Judge reproves morgue's removals

BY BEN L. KAUFMAN
The Cincinnati Enquirer

        Eleven years into a battle over bodies in the morgue, Hamilton County has been judged liable for damages because it allowed the corneas of corpses to be removed without family consent.

        U.S. District Judge S. Arthur Spiegel said that “there can be no debate” the coroner violated the survivors' right to due process.

        “The remaining issues ... will be the identity of those class members who did not consent to removal of the corneas and the damages to be awarded,” Judge Spiegel wrote.

        Then jurors will decide how much the county must pay.

        The judge on Friday also rejected the Cincinnati Eye Bank for Sight Restoration's motion to be dropped as a defendant.

        “The CEB knew that a substantial number of the corneas removed had been done so without the consent as the CEB did not send "thank you' notes to those families who had not consented,” Judge Spiegel wrote.

        Whether CEB and codefendant Eye Bank Association of America — of which it is a member — are at fault and liable for damages also will be up to jurors.

        Attorneys for the CEB and association could not be reached on Monday.

        The case began with Deborah S. Brotherton's accusation that then-coroner Frank Cleveland allowed CEB technicians to take her husband's corneas despite her objections.

        Steven Brotherton died in 1988 and Mrs. Brotherton rejected a hospital request for organ donations. Hospital staff added her refusal to the official written report of death.

        Mrs. Brotherton learned that eye bank technicians took her husband's corneas from the autopsy report that noted “corneae are absent.”

        Corneas are recyclable and help restore sight to recipients.

        Judge Spiegel certified her suit as a class action involving an estimated 400 families with similar complaints. They can claim damages if corneas were taken over their objections or they would have objected if they had been asked.

        Carl J. Stich Jr., who is representing the county, said possibly 600 families potentially were involved but wanted no part of the suit, and others could not be found.

        Mrs. Brotherton asked $1.5 million but her attorney, John Metz, said specific figure has been set for the 400-family class-action.

        He said Mrs. Brotherton's suit was the first of its kind nationally when he filed it in February 1989.

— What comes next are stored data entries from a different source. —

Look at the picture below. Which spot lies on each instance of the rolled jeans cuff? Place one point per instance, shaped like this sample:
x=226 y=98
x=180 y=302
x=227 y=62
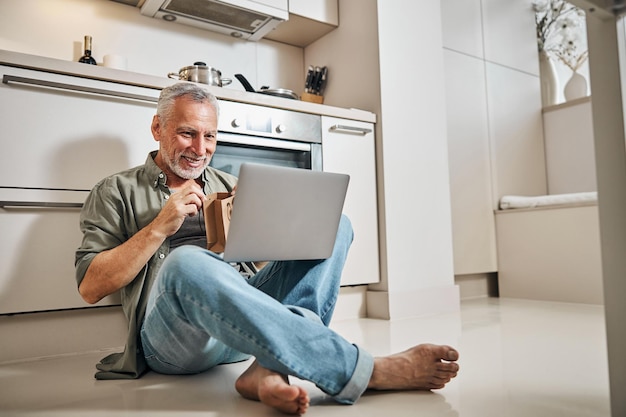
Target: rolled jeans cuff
x=357 y=384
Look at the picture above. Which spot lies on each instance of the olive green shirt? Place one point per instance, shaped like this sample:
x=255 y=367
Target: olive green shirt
x=117 y=208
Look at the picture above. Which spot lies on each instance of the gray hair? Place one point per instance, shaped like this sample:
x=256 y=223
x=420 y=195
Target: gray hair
x=190 y=90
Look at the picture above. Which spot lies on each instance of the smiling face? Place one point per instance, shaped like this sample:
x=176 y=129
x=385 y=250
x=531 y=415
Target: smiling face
x=187 y=139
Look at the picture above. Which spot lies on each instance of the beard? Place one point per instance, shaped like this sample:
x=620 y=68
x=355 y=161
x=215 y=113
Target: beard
x=177 y=164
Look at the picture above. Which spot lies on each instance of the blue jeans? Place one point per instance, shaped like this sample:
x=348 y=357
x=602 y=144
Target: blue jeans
x=201 y=313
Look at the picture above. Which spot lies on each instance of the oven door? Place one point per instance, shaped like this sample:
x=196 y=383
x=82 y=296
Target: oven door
x=233 y=150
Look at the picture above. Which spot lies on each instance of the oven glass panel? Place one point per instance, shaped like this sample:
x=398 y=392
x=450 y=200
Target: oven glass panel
x=229 y=157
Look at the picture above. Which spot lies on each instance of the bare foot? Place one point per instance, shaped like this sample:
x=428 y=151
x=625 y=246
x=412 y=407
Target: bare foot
x=422 y=367
x=273 y=389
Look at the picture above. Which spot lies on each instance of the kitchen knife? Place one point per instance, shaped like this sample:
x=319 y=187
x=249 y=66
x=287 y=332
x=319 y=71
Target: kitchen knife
x=317 y=76
x=322 y=84
x=309 y=79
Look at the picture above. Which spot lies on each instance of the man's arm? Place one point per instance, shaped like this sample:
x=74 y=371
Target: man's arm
x=115 y=268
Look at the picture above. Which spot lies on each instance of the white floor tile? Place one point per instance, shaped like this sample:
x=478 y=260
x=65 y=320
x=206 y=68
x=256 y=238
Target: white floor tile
x=518 y=358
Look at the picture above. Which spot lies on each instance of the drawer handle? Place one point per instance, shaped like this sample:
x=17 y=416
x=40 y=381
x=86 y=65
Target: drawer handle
x=6 y=79
x=38 y=204
x=351 y=129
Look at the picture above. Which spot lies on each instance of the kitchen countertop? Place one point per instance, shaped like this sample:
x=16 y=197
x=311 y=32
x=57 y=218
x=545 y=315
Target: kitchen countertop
x=15 y=59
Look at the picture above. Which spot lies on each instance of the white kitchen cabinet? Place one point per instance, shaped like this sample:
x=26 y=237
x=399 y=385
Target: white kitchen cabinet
x=308 y=21
x=348 y=147
x=58 y=141
x=471 y=191
x=570 y=153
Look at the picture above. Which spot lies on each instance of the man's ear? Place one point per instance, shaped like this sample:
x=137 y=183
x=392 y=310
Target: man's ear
x=156 y=128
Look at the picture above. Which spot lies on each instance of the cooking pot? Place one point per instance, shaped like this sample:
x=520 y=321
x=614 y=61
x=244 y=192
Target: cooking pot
x=277 y=92
x=199 y=72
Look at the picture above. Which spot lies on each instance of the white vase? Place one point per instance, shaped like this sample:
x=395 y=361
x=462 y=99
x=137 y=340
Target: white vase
x=576 y=87
x=549 y=80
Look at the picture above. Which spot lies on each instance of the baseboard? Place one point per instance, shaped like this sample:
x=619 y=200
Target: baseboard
x=53 y=333
x=417 y=303
x=477 y=285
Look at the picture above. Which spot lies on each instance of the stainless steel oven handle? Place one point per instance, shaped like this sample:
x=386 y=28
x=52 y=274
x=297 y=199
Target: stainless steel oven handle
x=262 y=142
x=351 y=129
x=6 y=79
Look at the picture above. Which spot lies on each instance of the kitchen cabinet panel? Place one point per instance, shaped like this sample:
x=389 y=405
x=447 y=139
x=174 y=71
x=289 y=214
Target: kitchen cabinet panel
x=515 y=128
x=509 y=34
x=37 y=253
x=461 y=23
x=309 y=20
x=471 y=193
x=62 y=134
x=570 y=153
x=64 y=139
x=348 y=147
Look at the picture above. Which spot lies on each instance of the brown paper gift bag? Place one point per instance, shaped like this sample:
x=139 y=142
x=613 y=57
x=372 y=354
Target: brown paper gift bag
x=217 y=208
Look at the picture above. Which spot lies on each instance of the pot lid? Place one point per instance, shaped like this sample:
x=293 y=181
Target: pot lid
x=279 y=92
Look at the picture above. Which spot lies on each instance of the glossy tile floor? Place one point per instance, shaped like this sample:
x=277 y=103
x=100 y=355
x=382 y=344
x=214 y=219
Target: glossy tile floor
x=518 y=358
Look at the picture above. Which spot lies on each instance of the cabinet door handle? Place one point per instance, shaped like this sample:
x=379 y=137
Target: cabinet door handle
x=39 y=204
x=6 y=79
x=351 y=129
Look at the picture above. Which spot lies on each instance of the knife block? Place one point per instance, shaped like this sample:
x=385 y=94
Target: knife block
x=312 y=98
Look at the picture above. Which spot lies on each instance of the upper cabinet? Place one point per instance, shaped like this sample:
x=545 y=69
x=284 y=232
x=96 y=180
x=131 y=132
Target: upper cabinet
x=308 y=21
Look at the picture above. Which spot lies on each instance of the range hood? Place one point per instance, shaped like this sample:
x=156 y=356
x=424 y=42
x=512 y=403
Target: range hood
x=244 y=19
x=616 y=7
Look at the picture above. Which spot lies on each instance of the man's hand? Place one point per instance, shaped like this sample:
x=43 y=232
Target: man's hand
x=181 y=204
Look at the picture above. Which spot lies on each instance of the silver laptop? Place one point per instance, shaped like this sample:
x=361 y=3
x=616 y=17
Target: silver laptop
x=284 y=214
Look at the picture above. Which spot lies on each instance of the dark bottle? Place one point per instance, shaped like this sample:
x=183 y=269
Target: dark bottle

        Since then, however, Mr. Metz said on Monday, juries around the country have awarded $400,000 to $700,000 where corneas were taken by hospital personnel who misread family consent denials.

        No one has suggested that Dr. Cleveland, now retired, profited from cornea removals.

        Ohio began allowing coroners to “harvest” corneas for transplants and other medical uses in 1983.

        The law said corneas may be removed only if a coroner “has no knowledge of an objection to the removal by the decedent, his spouse, his next of kin, his legal guardian, or someone authorized to dispose of his body.”

        In 1985, CEB asked Dr. Cleveland “to remove the corneas of any coroner's case which falls within the guidelines” of the Ohio law.

        He told his staff to harvest “as many corneas as possible” and established a policy of “intentional ignorance,” according to a U.S. Court of Appeals for the 6th Circuit ruling last year that allowed the suit to continue.